For quite some time, a great number of people have told me that I should turn commenting back on for this blog. Some made it sound like I needed to turn commenting on. That the world would be destroyed in 2012 and it would be my fault for not turning on commenting. And the Mayans. Don't forget the Mayans and their stupid calendar.

But seriously, I listened and I responded. I turned the comments back on and guess what happened?

Nothing.

That’s right. Almost no comments. Talk about feeling unloved. Worse yet, many people didn’t even realize they were back on. What’s horrible about that is that I wrote a blog entry on it. That probably means that no one is reading my blog. Sigh…

It’s like having to come to terms with your mortality. It leaves you with a sense of your insignificance in the universe. This is the problem I see with commenting. You either are inundated with flaming chaff or deadening silence. The great democratic community of rational thought that Internet commenting was supposed to create has never really materialized. It didn’t happen when the action was on forums and news lists. It didn’t happen in AOL chat rooms. Other action happened in AOL chat rooms but we don’t need to go there.

I have a theory as to why this is. It has three parts.

  1. People only want to have in depth conversations with people in person. Over the phone or even through IM, but not in an anonymous forum or comment page. It’s too impersonal.
  2. Humans are social creatures who need real interactions with people they know. You want to know the people you interact with. We want to talk with Joe Smith not weirdtechguy25. A Twitter feed or a blog is a form of publishing. The one talking to the many. When it’s one to one or a small group like commenting is supposed to emulate, you want to know the people you are dealing with. Otherwise how can you judge what they are saying. The context is wrong.
  3. The jerks, flamers, spammers, and other social misfits do not follow the rules of polite society. They are the Internet equivalent of the guy standing in the middle of Times Square shouting gibberish at his hand. We instinctively move away. When this happens in comment pages and forums, the rest of the population moves away from them and they are all that’s left. Yelling gibberish at their virtual hand. Not pretty. The meek may inherit the Earth but the weird will inherit the comment page.

This, by the way, shows the genius of Facebook. Whether Zuckerman and crew realized it at the time they had hit upon the real way we want to interact with people in cyberspace – just like we do in real life. We only want to converse and share pictures with people that we know and like. Not anonymous strangers but folks we know on some level. In that environment, not unlike in person, social pressures keep people from acting like asses. We don’t mind inviting a friend of a friend either. But someone has to vouch for them and their behavior.

So there you have the problem with comments and forums. Once you remove the need to adhere to social norms, once you eliminate the need to act like a civilized person, some number of people will revert back to animals. It’s like pulling the control rods out of the reactor. Soon or later, things get out of control and BOOM!

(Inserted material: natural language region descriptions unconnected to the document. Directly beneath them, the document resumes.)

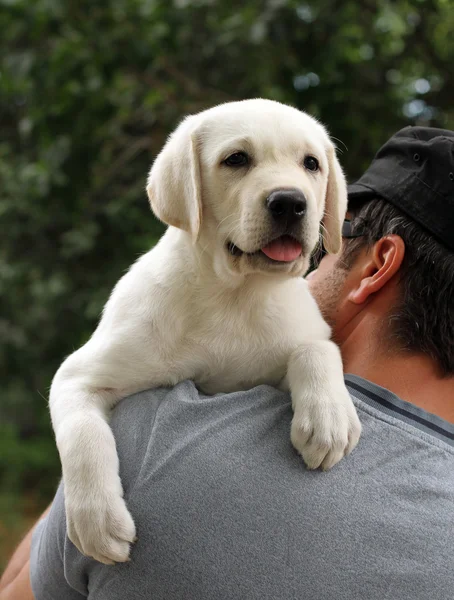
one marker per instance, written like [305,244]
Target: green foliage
[88,93]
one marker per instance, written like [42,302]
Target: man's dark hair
[423,320]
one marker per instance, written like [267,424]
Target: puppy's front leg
[325,426]
[98,521]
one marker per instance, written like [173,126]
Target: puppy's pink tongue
[284,249]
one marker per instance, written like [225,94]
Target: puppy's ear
[335,204]
[173,185]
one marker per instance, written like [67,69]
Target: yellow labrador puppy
[220,299]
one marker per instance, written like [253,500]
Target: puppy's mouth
[283,249]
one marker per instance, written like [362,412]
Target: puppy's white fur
[190,309]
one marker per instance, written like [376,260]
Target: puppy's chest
[235,351]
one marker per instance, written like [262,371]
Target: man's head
[397,260]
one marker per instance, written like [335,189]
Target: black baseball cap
[414,171]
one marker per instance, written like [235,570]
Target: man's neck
[413,378]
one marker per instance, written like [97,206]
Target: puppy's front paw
[325,428]
[100,525]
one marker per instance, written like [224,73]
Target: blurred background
[89,92]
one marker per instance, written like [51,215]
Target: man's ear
[335,204]
[379,266]
[174,187]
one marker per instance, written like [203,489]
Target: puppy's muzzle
[287,205]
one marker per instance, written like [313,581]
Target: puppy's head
[251,182]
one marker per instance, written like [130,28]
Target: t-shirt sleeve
[47,572]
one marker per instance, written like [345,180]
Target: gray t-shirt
[225,509]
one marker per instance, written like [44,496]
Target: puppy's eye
[238,159]
[311,163]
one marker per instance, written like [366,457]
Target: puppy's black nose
[287,204]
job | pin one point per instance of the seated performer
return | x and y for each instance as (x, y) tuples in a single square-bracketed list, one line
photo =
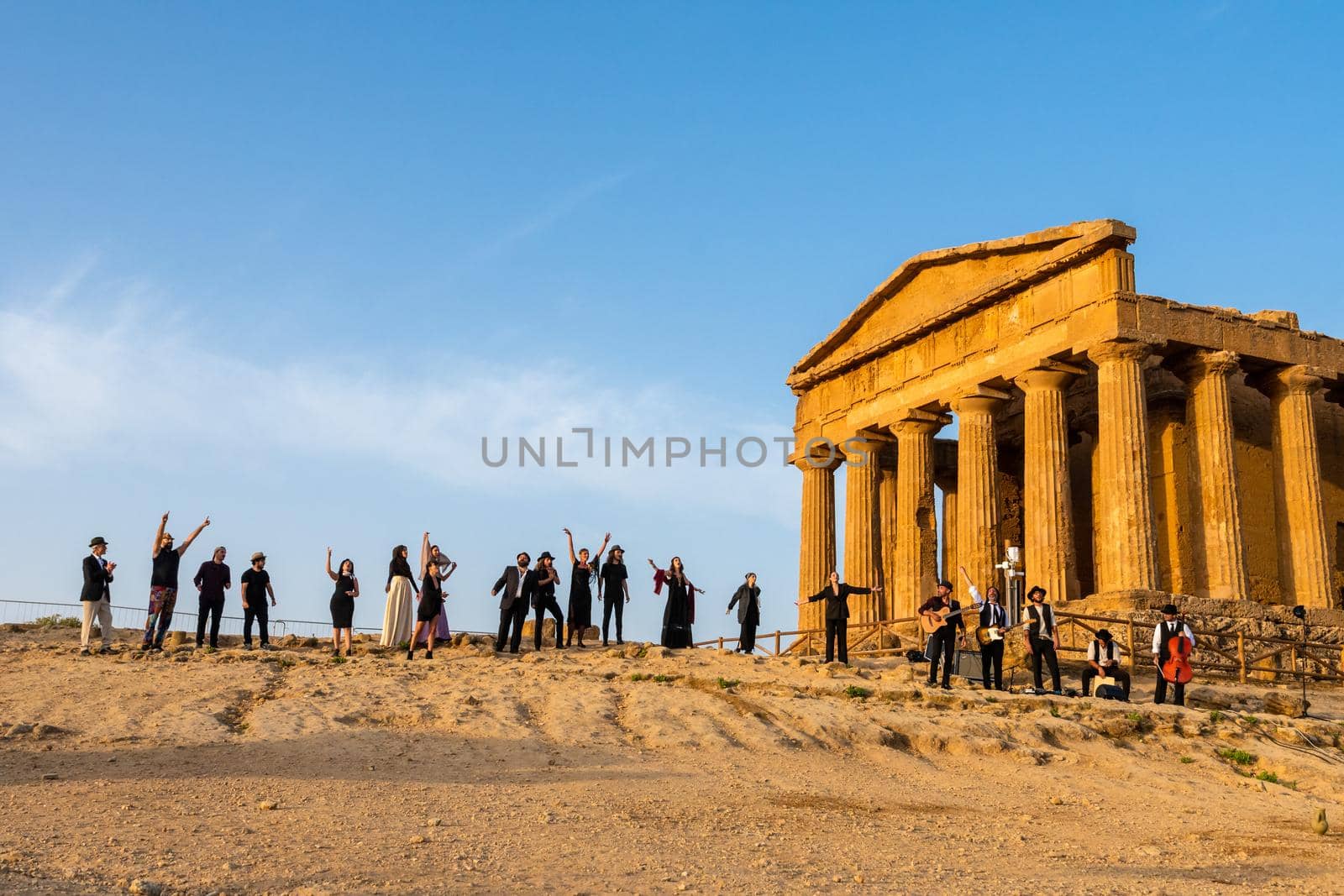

Here’s my solution (listening Blogger?) – let bloggers have to “friend” people before they can comment. Let us toss them if they act out of line. Don’t moderate the comments, moderate the people. Only let people into the party if they have an invitation.

With that in place, comments will be something worth having. Of course, that assumes that anyone is reading the blog in the first place. I can dream.

One quick note to my international readers. If you want to post comments, please do it in English. I know that is terribly provincial of me but if I can’t read something it is summarily dismissed. Sorry, but that’s the way it has to be. Thanks for understanding.